Jonathan Bailey Tells Phoebe Waller-Bridge His Deepest, Darkest Secrets
Before he was known as the dashing Lord Anthony Bridgerton or Tim Laughlin, the character in Fellow Travelers for which he won a Critics Choice Award earlier this month, Jonathan Bailey caught the attention of Phoebe Waller-Bridge with his confident, self-possessed audition for her show Crashing nearly a decade ago. “You came in like a fireball,” said the Fleabag star on Zoom with Bailey, recounting how, while reading for the role of the sex-obsessed Sam, Bailey asked permission to lay his script out on the floor in front of him like a rainbow. “You had no embarrassment. You didn’t actually refer to it again, but you took those few seconds to just completely set up what you exactly needed for that audition, and then you were so free.” In the years since, with roles in Bridgerton, the Showtime drama Fellow Travelers, and the upcoming Wicked movie adaptation, Bailey has become one of the most sought-after actors in the business, capable of generating sparks with whoever’s on screen with him. Waller-Bridge attributes this to the 35-year-old’s distinct understanding of tension. “You’re like a chemistry machine,” she gushed. “There’s this incredible erotic energy that people are so excited about.” Last week, from a hotel room at Claridge’s in London, Bailey talked to Waller-Bridge about longing, orgasms, frosted tips, nostalgia, Shakespeare, and his very first role: playing a raindrop in a stage production of Noah’s Ark.
PHOEBE WALLER-BRIDGE: Hi.
JONATHAN BAILEY: Hi.
WALLER-BRIDGE: I’m taking my glasses off. Now I can be real.

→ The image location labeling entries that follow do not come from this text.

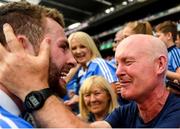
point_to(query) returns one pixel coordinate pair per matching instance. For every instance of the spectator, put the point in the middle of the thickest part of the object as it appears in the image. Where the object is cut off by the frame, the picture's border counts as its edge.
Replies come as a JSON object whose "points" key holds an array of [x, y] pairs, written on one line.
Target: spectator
{"points": [[97, 99], [87, 55], [117, 39], [177, 42], [141, 71], [167, 32]]}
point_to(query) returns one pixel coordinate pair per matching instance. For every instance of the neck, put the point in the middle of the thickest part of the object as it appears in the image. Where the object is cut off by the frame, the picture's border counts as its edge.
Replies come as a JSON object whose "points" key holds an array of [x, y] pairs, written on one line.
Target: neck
{"points": [[151, 107], [100, 116], [13, 97]]}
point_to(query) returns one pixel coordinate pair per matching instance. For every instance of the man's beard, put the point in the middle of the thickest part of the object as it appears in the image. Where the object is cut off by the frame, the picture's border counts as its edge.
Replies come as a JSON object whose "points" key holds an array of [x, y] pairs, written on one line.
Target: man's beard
{"points": [[53, 80]]}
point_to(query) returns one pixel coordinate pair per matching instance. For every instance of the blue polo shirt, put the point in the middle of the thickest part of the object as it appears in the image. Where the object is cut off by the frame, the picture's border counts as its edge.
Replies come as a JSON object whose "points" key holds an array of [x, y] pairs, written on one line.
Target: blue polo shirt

BAILEY: I’ve just had a gin and tonic, actually. I had a meeting and he really wanted a glass of Whispering Angel, so I was like, “Well, I’ve got to dive in.”
WALLER-BRIDGE: What’s the time there?
BAILEY: Oh, I’m literally around the corner from you. Literally, I’ve come into Claridge’s Hotel and checked in for an hour just to have a Zoom.
WALLER-BRIDGE: Oh, god. That’s so chic. Jonny, I want all of your secrets.
BAILEY: I feel like you’ve got quite a few of them already.
WALLER-BRIDGE: I do, actually. And we’re not going to talk about any of those. But I did also get to do a little bit of research on you.
BAILEY: Oh, god. What have you got?
WALLER-BRIDGE: Jonathan Stewart Bailey, I’d like to jump straight in with the fact that the first professional job you had was playing a teardrop, or a raindrop?
BAILEY: There were teardrops, but yeah, I was playing a raindrop.
WALLER-BRIDGE: You were a crying raindrop.
BAILEY: A crying raindrop in Noah’s Ark.
WALLER-BRIDGE: And how old were you then?
BAILEY: I think I was about 5 going on 29. I was really upset because it didn’t rain. The bitch that played Noah, she forgot the cue for the rain to come. So my dance didn’t make it, but at the end of the show they allowed me to do it once everyone had applauded.
WALLER-BRIDGE: I asked you that specifically because you’ve also said that your grandmother took you to see a production of Oliver in London and that’s what changed everything.
WALLER-BRIDGE: So was the raindrop before or after that? I am getting to something, I promise.
BAILEY: I think it was probably afterwards. I was really young when I went to see Oliver.
WALLER-BRIDGE: I’m interested because I read that seeing it made you decide you wanted to perform. Can you tell me the specific thing that made it click?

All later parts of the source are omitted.